Bien, esto ocurrió, y probablemente en más historias que en las que no murió. Aquí el imperio se desmoronó en salvajes guerras de sucesión. La Hélade y el Oriente se separaron. La naciente ciencia se sumió en la metafísica, finalmente incluso en el misticismo. Un convulsionado mundo mediterráneo cayó en manos de los romanos: fríos, crueles, sin creatividad, proclamando ser los herederos de la Hélade pese a que habían destruido Corinto. Un profeta judío herético fundó un culto misterioso que cobró raíces por todas partes, porque los hombres desesperaban de sus vidas. Y ese culto ignoraba la palabra tolerancia. Sus sacerdotes negaban todas las manifestaciones de Dios excepto una; talaron los bosquecillos sagrados, retiraron de las casas los humildes ídolos, y martirizaron a los últimos hombres cuyas almas eran libres.

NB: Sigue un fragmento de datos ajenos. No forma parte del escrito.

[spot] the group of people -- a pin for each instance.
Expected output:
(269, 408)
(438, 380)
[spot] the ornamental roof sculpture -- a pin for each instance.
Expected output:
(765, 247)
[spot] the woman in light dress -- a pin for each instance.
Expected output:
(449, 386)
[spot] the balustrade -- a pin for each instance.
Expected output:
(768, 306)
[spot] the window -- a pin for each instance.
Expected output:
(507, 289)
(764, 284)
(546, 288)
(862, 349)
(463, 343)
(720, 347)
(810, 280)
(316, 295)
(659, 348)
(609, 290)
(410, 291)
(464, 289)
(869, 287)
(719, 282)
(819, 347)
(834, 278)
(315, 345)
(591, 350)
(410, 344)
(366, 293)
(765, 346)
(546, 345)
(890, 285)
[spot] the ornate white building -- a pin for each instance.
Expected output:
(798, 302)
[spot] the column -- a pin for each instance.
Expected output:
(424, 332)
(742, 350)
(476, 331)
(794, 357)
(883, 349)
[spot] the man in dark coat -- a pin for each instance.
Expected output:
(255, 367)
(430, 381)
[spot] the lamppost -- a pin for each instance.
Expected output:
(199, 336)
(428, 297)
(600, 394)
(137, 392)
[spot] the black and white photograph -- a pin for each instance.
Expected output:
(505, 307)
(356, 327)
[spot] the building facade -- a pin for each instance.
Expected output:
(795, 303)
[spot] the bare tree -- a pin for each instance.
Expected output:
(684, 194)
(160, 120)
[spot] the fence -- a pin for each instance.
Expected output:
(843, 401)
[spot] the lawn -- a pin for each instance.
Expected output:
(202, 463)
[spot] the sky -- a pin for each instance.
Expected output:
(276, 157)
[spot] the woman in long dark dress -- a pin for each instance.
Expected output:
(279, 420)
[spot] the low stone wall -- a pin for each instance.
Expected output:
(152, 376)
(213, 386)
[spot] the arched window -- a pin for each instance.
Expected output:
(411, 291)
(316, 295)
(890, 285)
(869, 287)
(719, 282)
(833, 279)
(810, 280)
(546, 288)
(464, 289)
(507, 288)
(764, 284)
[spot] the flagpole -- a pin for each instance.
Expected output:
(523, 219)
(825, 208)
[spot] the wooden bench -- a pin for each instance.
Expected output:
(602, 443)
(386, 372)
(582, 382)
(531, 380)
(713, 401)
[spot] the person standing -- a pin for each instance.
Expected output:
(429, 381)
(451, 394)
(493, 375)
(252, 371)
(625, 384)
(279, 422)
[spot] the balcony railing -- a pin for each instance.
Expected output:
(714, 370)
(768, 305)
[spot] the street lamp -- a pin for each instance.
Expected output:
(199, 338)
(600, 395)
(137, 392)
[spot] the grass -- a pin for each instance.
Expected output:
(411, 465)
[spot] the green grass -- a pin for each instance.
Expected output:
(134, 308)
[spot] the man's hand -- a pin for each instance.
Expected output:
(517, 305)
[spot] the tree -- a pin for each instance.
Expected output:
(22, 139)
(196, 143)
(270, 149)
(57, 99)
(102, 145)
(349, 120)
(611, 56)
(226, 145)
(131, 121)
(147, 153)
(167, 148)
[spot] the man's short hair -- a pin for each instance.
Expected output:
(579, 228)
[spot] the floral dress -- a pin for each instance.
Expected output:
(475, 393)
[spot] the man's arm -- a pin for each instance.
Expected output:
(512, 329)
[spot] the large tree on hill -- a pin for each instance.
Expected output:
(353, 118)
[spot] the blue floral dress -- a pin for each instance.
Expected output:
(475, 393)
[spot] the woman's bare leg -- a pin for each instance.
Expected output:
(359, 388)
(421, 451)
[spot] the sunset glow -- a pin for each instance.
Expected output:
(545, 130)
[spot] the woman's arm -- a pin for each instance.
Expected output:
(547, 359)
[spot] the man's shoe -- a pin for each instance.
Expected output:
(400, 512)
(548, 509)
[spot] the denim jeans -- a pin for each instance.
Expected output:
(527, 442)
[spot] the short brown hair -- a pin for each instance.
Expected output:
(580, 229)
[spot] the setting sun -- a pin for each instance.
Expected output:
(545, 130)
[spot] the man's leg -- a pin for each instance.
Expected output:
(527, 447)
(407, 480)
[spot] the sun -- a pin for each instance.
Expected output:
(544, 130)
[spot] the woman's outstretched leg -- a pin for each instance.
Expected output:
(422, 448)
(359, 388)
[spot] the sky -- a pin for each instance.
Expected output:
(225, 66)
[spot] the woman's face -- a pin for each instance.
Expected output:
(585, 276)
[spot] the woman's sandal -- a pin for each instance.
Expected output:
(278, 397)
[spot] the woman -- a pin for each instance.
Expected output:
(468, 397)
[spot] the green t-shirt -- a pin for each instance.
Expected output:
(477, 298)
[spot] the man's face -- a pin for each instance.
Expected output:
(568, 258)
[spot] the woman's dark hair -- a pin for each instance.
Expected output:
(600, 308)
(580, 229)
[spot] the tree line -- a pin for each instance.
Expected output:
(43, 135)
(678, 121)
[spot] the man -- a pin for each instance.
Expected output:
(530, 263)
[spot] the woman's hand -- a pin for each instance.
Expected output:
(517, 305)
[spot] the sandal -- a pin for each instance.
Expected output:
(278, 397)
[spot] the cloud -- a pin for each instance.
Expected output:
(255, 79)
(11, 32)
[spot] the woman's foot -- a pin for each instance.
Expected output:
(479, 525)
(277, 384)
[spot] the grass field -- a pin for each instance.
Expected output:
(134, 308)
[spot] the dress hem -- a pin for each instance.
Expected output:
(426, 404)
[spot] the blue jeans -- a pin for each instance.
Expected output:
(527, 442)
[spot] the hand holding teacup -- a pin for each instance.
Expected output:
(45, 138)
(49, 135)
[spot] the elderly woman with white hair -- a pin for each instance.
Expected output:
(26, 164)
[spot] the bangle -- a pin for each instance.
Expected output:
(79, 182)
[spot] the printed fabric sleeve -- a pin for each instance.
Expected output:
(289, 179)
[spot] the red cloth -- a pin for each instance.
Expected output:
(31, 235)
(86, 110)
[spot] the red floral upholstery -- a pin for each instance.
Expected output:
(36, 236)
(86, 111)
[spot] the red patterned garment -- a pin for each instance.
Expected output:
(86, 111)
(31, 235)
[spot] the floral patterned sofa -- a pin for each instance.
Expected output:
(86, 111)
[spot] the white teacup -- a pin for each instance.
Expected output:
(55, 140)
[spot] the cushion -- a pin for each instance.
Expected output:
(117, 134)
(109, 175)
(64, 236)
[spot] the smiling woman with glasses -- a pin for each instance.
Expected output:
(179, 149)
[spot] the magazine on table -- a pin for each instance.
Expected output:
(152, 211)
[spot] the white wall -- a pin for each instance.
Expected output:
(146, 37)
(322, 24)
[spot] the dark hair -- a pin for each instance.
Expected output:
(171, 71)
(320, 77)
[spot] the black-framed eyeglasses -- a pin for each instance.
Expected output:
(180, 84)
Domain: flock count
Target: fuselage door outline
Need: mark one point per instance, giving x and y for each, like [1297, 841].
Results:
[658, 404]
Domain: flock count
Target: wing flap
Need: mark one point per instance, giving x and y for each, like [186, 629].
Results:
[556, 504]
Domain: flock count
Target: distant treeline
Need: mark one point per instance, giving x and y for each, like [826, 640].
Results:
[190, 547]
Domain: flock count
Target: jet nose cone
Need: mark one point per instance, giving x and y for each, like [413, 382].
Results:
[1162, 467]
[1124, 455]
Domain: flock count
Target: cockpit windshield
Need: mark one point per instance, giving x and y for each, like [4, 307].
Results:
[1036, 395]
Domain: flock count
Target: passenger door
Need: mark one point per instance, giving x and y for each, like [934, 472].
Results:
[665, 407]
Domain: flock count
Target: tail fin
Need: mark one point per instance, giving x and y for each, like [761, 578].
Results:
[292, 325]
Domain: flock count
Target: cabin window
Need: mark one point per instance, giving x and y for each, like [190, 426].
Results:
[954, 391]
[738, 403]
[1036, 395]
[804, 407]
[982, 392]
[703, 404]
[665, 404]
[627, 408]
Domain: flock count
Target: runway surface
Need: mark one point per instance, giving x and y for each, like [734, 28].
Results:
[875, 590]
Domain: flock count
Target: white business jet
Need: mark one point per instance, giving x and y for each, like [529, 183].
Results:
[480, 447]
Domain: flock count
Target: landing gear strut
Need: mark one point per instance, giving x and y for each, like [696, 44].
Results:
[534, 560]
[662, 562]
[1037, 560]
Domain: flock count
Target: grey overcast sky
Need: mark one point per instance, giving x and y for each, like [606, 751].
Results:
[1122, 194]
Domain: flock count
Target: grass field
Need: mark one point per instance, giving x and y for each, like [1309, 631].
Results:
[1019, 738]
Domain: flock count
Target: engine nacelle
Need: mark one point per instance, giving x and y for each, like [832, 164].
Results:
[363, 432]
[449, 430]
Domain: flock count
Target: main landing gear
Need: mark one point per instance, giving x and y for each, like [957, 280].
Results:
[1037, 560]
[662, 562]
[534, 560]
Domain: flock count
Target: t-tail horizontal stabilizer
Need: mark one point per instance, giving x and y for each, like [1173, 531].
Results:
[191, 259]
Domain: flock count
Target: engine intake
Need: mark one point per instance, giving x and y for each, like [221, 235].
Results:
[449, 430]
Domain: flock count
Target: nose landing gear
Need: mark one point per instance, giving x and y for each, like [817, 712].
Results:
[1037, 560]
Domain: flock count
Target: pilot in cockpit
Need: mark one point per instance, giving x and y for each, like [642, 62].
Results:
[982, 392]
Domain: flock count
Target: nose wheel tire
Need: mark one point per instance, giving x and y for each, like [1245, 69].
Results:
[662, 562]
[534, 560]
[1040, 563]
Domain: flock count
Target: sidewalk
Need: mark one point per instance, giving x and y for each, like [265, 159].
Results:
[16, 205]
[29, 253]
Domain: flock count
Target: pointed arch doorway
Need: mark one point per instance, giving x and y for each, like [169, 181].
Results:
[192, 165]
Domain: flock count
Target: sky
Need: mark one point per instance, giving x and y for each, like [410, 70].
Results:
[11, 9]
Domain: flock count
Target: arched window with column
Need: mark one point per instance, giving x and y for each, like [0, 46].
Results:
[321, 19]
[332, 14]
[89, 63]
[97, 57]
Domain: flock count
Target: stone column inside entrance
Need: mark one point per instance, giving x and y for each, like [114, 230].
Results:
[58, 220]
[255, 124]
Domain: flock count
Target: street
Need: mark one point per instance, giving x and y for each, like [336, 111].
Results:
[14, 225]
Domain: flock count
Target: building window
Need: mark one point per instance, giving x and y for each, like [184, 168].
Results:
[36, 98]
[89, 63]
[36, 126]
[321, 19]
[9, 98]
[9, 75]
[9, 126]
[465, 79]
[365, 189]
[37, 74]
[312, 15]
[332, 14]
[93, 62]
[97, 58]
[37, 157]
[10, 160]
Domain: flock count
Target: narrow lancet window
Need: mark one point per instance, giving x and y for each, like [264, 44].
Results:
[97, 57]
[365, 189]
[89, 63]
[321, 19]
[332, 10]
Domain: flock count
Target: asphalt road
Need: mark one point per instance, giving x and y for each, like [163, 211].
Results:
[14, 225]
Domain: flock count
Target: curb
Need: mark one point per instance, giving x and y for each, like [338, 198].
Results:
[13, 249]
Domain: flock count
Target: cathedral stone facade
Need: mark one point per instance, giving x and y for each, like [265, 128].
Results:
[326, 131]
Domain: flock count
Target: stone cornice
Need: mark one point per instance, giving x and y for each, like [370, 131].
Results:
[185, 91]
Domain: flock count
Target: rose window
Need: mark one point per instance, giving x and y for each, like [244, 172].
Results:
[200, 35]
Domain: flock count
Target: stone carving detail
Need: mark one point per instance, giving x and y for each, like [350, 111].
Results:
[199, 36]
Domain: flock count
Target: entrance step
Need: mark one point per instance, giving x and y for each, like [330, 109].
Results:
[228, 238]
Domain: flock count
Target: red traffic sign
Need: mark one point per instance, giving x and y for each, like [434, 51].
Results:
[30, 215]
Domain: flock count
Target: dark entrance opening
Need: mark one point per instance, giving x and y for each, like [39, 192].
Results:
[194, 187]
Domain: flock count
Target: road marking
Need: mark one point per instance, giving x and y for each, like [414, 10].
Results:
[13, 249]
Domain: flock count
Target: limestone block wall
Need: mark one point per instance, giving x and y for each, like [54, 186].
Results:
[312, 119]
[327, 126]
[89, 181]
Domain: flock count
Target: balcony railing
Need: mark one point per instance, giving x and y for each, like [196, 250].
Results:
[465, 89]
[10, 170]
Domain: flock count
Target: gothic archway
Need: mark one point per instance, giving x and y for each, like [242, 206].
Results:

«Oh, sí —pensó Iason—, a su debido tiempo perdieron su poder. La ciencia pudo renacer, casi dos milenios más tarde que entre nosotros. Pero el veneno permanecía: la idea de que el hombre debe conformarse no sólo en su comportamiento sino también en sus creencias. Ahora, en América, a eso le llaman totalitarismo. Y debido a ello, los cohetes nucleares han sido incubados en una pesadilla.

»Odio esta historia, su suciedad, su derroche, su fealdad, sus restricciones, su hipocresía, su locura. Nunca tendré una tarea más dura que cuando tuve que pretender ser un americano a fin de ver desde dentro cómo creían ordenar sus vidas. Pero esta noche… Siento piedad por ti, pobre mundo violado. No sé si desear tu pronta muerte, como probablemente ocurrirá, o esperar que algún día tus descendientes puedan luchar para conseguir lo que nosotros hemos conseguido hace más de una era.

»Tuvieron más suerte aquí, debo admitirlo. El cristianismo cayó ante los asaltos de los árabes, vikingos y magiares. Después, el imperio islámico se suicidó en guerras civiles, y los bárbaros de Europa pudieron abrirse camino a su comodidad. Cuando cruzaron el Atlántico, hace un millar de años, no tenían el poder de cometer genocidio con los nativos; tuvieron que llegar a un acuerdo. No tenían industria, entonces, para destripar el hemisferio; forzosamente se vieron obligados a conquistar esta tierra lentamente, tomándola como un hombre toma a su recién desposada.

»Pero estos enormes bosques sombríos, esas tristes praderas, esos despoblados desiertos y montañas por donde pululan las cabras monteses… todo eso entró en sus almas. Seguirán siendo, inevitablemente y por siempre, unos salvajes.»

Suspiró, se reclinó, e intentó dormir. Niki pobló sus sueños.

Allá donde una catarata señalaba el principio de la navegación de ese gran río conocido variadamente como el Zeus, el Mississippi y el Longflood, un pueblo básicamente agrícola que no había desarrollado el transporte aéreo tanto como en Eutopía edificaría seguramente una ciudad. El comercio y la potencia militar trajeron consigo el gobierno, el arte, la ciencia y la educación. Varady albergaba a unas cien mil personas o así —no existían censos en Westfall—, cuyas casas abocadas hacia el interior rodeaban las torres del castillo del voivode. Despertándose, Iason salió a su balcón y oyó el rumor del tráfico. Más allá de los techos se alzaban las murallas defensivas. Se preguntó si una paz fundada en el equilibrio del poder entre pequeños estados podría durar.